Nick Adduci

No. 44, 25
- Position: Defensive back

Personal information
- Born: July 12, 1929 Chicago, Illinois, U.S.
- Died: November 4, 2005 (aged 76) Chicago, Illinois, U.S.

Career information
- High school: Pullman Tech (IL)
- College: Nebraska

Career history

Playing
- Green Bay Packers* (1954); Washington Redskins (1954–1955);
- * Offseason or practice squad member only

Coaching
- Brother Rice HS (IL) (1958–1962);

Career statistics
- Games played: 22
- Stats at Pro Football Reference

= Nick Adduci =

American football player (1929–2005)

Nicholas Frank Adduci (July 12, 1929 - November 4, 2005) was an American professional football defensive back in the National Football League (NFL) for the Washington Redskins. He played college football at the University of Nebraska.

==College career==
Adduci earned a football scholarship to the University of Nebraska, where he played for the Cornhuskers. He was captain and team MVP of the freshman team, and earned the starting fullback role on varsity as a sophomore. Adduci led the Nebraska team in rushing, averaging 4.9 yards on 60 carries. As a junior in 1950, he ranked second on the team in rushing behind Bobby Reynolds, receiving several honorable mention All-American selections.

Adduci's senior season was interrupted when he was drafted into the Army in October 1951. He did two years of military service, playing service football while working as an Army medic. He also won the heavyweight boxing title at Fort Leonard Wood via first-round knockout. Adduci returned during the 1953 season, rejoining the team as a reserve fullback.

==Professional career==
In July 1954, Adduci signed with the Green Bay Packers. He made the roster as a linebacker, but was released in September. Adduci was signed by the Washington Redskins later that month.
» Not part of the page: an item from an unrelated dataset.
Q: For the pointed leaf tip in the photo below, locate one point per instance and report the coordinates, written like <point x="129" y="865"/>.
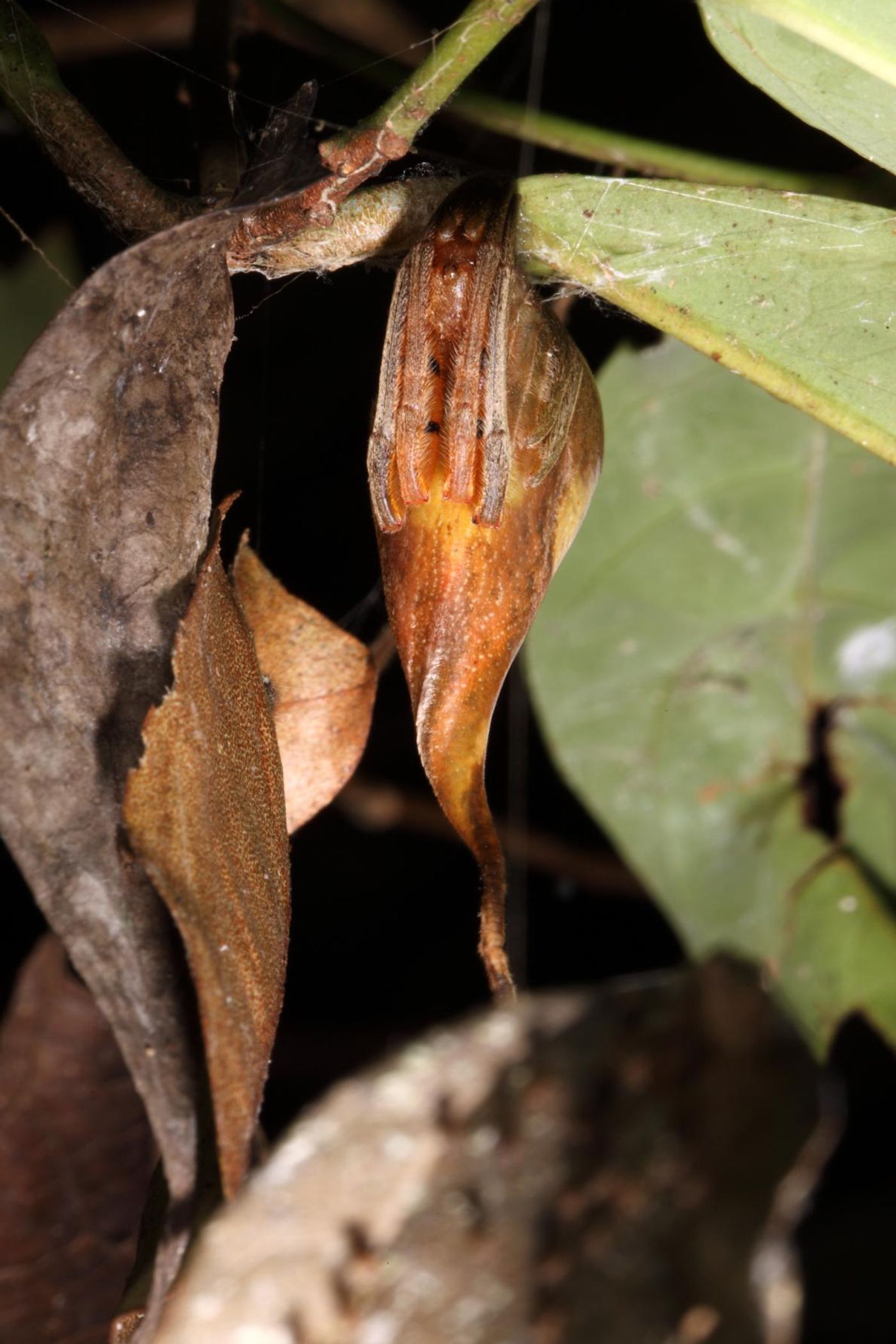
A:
<point x="206" y="816"/>
<point x="323" y="683"/>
He was released in September 1956.

==Post-playing career==
Adduci served as head coach of the football program at Brother Rice High School in Chicago from 1958 to 1962, leading them to three playoff appearances. He worked as a part-time scout for the Philadelphia Eagles for many years before he was hired as a full-time scout for the Houston Oilers in 1971.

Adduci was inducted into the Roseland-Pullman Area Sports Hall of Fame in 1972.